Yellow Springs News - Letter to the Editor: Ban empowers community
,October 11th, 2012
Time to celebrate! On Oct. 1, after four previous readings, the Village Council, in their final vote, passed the community bill of rights ordinance banning corporations from fracking or the placement of injection wells with frack waste in the village. The ordinance was drafted by the Community Environmental [Legal] Defense Fund, or CELDF, a group which has helped communities all over the country to assert rights to local self-governance, challenging corporations’ rights to threaten a community’s health, welfare and environment. CELDF lent their assistance at the invitation of Gas and Oil Drilling Awareness and education, or GODAE, a group of Yellow Springs citizens concerned about the dangers of fracking and injection wells.
It took a conversation of many weeks to complete the final vote, but in the end it included a good collaboration with many conversations between Council and GODAE members, members of CELDF, Village solicitors, the Village manager, and CELDF’s attorney. The vote makes Yellow Springs the first municipality in the state to enact a local bill of rights and protect those rights by banning gas drilling, fracking, and placement of injection wells. It asserts the fundamental rights of residents to clean air and water and to protect the rights of nature. State law currently permits fracking and related activities, allowing corporations to site drilling and injection wells over the wishes of the community. This ordinance recognizes the rights of community members as superior to the regulatory laws of Ohio and finds the issuance of drilling permits in violation of community rights.

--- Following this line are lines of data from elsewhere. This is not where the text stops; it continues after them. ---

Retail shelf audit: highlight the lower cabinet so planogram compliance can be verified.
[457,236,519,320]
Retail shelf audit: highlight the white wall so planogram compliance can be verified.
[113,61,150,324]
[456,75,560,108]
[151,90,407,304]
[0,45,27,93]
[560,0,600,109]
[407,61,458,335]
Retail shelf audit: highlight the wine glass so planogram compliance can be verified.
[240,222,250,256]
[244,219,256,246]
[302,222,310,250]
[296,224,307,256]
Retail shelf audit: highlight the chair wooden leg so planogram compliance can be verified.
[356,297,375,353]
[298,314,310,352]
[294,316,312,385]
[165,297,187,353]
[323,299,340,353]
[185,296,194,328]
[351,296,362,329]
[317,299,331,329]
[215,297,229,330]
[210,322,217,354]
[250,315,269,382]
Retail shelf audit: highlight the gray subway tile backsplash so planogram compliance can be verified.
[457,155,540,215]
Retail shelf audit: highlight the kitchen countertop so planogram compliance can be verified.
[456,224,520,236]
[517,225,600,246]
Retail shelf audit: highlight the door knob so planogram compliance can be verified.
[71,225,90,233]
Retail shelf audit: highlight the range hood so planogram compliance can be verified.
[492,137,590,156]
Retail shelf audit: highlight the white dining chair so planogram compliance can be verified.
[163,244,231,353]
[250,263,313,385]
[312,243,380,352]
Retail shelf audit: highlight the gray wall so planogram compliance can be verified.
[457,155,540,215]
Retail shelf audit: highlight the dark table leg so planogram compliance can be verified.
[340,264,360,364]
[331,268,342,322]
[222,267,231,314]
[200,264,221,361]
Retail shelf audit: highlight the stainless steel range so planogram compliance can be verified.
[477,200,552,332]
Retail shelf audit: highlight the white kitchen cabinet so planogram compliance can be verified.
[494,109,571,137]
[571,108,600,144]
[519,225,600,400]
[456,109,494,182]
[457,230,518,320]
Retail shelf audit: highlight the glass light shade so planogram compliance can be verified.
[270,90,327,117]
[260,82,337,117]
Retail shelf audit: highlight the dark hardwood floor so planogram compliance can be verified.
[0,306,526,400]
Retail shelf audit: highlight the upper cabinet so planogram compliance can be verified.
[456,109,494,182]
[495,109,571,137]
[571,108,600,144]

I hope that this law will not only protect Yellow Springs, but give courage to neighboring cities and towns, letting them see we are not helpless in the face of the power and money of corporations who threaten our basic survival needs, e.g. clean air, water, human and environmental health and welfare. We have a long way to go, considering the widespread belief that fracking is the solution to our energy problems, but there are things we can learn from this model ordinance about the dangers we face from fracking which are persistently hidden by oil companies, and about our fundamental rights as citizens to exercise our democratic rights.